Before checking the parallel efficiency of an application, it is necessary to understand how the application behaves at the core and node level. For example,
- whether it is memory bound or compute bound
- how good is the vectorization
- how is the memory access pattern
- whether there are dependencies hindering vectorization
- where different loops/functions lie on the Roofline plot etc.
Intel Advisor not only provide answers to all the above-mentioned queries, but also suggests solutions, for example, what kind of optimizations one needs to implement in order to improve the performance of the application.
How to use Intel Advisor?
First compile your application with an additional "-g" flag. Then, set up an environment for the Advisor by loading the corresponding module.
For example, on Hawk
module load advisor
On Vulcan
module load performance/advisor
If you have installed Intel oneAPI on your laptop then,
source /opt/intel/oneapi/setvars.sh
Running Advisor on OpenMP parallel application
Select the number of OpenMP threads as,
export OMP_NUM_THREADS=num_of_threads
and bind them as,
export OMP_PROC_BIND=spread
Afterwards, collect survey, tripcounts and flops as follows,
advixe-cl -collect survey -project-dir results_advisor ./a.out
advixe-cl -collect tripcounts -flop -project-dir results_advisor ./a.out
Results can be visualized using Advisor GUI,
advixe-gui results_advisor/e000/e000.advixeexp
Visualizing results on Hawk could be slow, one may thus alternatively pack up all the results in a read-only file as follows
advixe-cl --snapshot --project-dir=results_advisor --cache-sources path_to_source_code --cache-binaries path_to_binary
Above command will create a file snapshot000.advixeexpz which can be easily copied to the local machine and can be viewed in GUI as,
advixe-gui snapshot000.advixeexpz
Running Advisor on MPI parallel application
Collect survey, tripcounts and flops as follows,
mpirun -np $num_of_mpi_tasks advixe-cl -collect survey -project-dir results_advisor ./a.out
mpirun -np $num_of_mpi_tasks advixe-cl -collect tripcounts -flop -project-dir results_advisor ./a.out
Above command will create Advisor reports for all the ranks.
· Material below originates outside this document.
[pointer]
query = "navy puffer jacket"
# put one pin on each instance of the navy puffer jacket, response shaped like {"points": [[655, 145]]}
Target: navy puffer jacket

In case, one would like to run Advisor only on the single rank, then do the following,
mpirun -np $num_of_mpi_tasks-1 ./a.out : -np 1 advixe-cl -collect survey -project-dir results_advisor ./a.out
mpirun -np $num_of_mpi_tasks-1 ./a.out : -np 1 advixe-cl -collect tripcounts -flop -project-dir results_advisor ./a.out
Running Advisor on MPI+OpenMP parallel application
The following example employs 32 MPI tasks distributed uniformly over both the sockets with 2 OpenMP threads per MPI tasks on a Hawk node.
module load mpt export MPI_SHEPHERD=1 export MPI_DSM_CPULIST=0-127/2:allhosts export OMP_NUM_THREADS=2 export OMP_PROC_BIND=close export MPI_OPENMP_INTEROP=1
One can then run Advisor, same as described in the above section.
mpirun -np $num_of_mpi_tasks-1 ./a.out : -np 1 advixe-cl -collect survey -project-dir results_advisor ./a.out
mpirun -np $num_of_mpi_tasks-1 ./a.out : -np 1 advixe-cl -collect tripcounts -flop -project-dir results_advisor ./a.out
Additional analysis - memory access pattern and dependencies
While visualizing the results, Advisor might suggest performing additional analysis like memory access pattern and dependencies. One may collect the same, for example, as follows,
mpirun -np $num_of_mpi_tasks-1 ./a.out : -np 1 advixe-cl -collect map -project-dir results_advisor ./a.out
mpirun -np $num_of_mpi_tasks-1 ./a.out : -np 1 advixe-cl -collect dependencies -project-dir results_advisor ./a.out
Note that above analysis is possible only after collecting survey and tripcounts.